According to the output file (screenshot below), only one “interesting” variant was identified by HaploCoV in these settings: B.1.1.N1. The novel designation has 34 additional defining genomic variants compared with its parental. The VOC-ness score is increased from 4.42 to 18.58. Although the novel designation has a prevalence of almost 80% by 2021-04-28, a 2 fold increase in prevalence is not detected at any time point.
The intermediate file India_assigned.txt.prev in the India_custom_results folder provides a more detailed picture of the spread of the novel designation (again, see screenshot). According to this “extended” prevalence report, B.1.1.N1 is first observed at 2021-03-30, and shows a prevalence of ~ 45% by then (see screenshot). Although the prevalence of the variant grows rapidly, the increase is lower that 2 fold at the intervals of time included in the analysis.
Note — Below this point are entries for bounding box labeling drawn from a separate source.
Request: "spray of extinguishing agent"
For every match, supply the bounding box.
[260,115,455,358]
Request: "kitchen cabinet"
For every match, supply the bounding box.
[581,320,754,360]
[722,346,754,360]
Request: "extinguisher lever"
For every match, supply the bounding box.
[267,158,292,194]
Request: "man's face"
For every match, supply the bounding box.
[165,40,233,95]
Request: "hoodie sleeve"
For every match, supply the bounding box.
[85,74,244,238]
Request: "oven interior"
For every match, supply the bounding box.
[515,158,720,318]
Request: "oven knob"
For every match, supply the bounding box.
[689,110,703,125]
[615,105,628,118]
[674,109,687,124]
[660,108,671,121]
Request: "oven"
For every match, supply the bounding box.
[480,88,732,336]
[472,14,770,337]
This is probably due to the patchy pattern of available data. Indeed we observe that no prevalence is reported for several interval of time in India_assigned.txt.prev; this indicates that for several intervals less than 10 genomic sequences were available, 10 being the minimum number of sequences required by HaploCoV to do this computation (see prevalence report in the manual for a more comprehensive explanation).
Use case 3. Omicron
omicronNX includes 1009 genomic sequences of SARS-CoV-2 isolated in the South Africa between 2021-07-01 and 2021-12-31. By running:
perl HaploCov.pl --file omicronNX --locales omicron.loc --param paramVOC
HaploCoV can be applied to analyse these data. According to the specfications provided by omicron.loc only isolates from South Africa, and in between 2021-07-01 and 2021-12-31 will be analysed. Main results are saved to SouthAfrica_custom.rep. Intermediate files to SouthAfrica_custom_results. Similar to use case 2, only one novel “insteresting” designation is identified by HaploCoV: B.1.1.N1. This novel designation is characterized by 58 genomic variants that are not shared with the parental. The VOC-ness score is increased from 3.50 to 21.82.
According to the prevalence report, B.1.1.N1 has a prevalece above 95% (0.95) in South Africa by 2021-12-26. However B.1.1.N1 is not flagged as an “increased prevalence” variant, since it does not show an increase in prevalence of 2 fold or higher at any interval of time (see screenshot below).
The intermediate file SouthAfrica_assigned.txt.prev in the SouthAfrica_custom_results folder can be used to obtain more information about the prevalence of the newly defined designation. From the report it is possible to observe that B.1.1.N1 is first identified by HaploCoV at 2021-11-22, and shows a prevalence greater than 86%. Similar to use case 2, also in this case the data are patchy and several intervals of tim have missing data. In this scenario the novel variant is not identified as a variant “showing and increase in prevalence” since it is already dominant/widespread by the time it is first identified.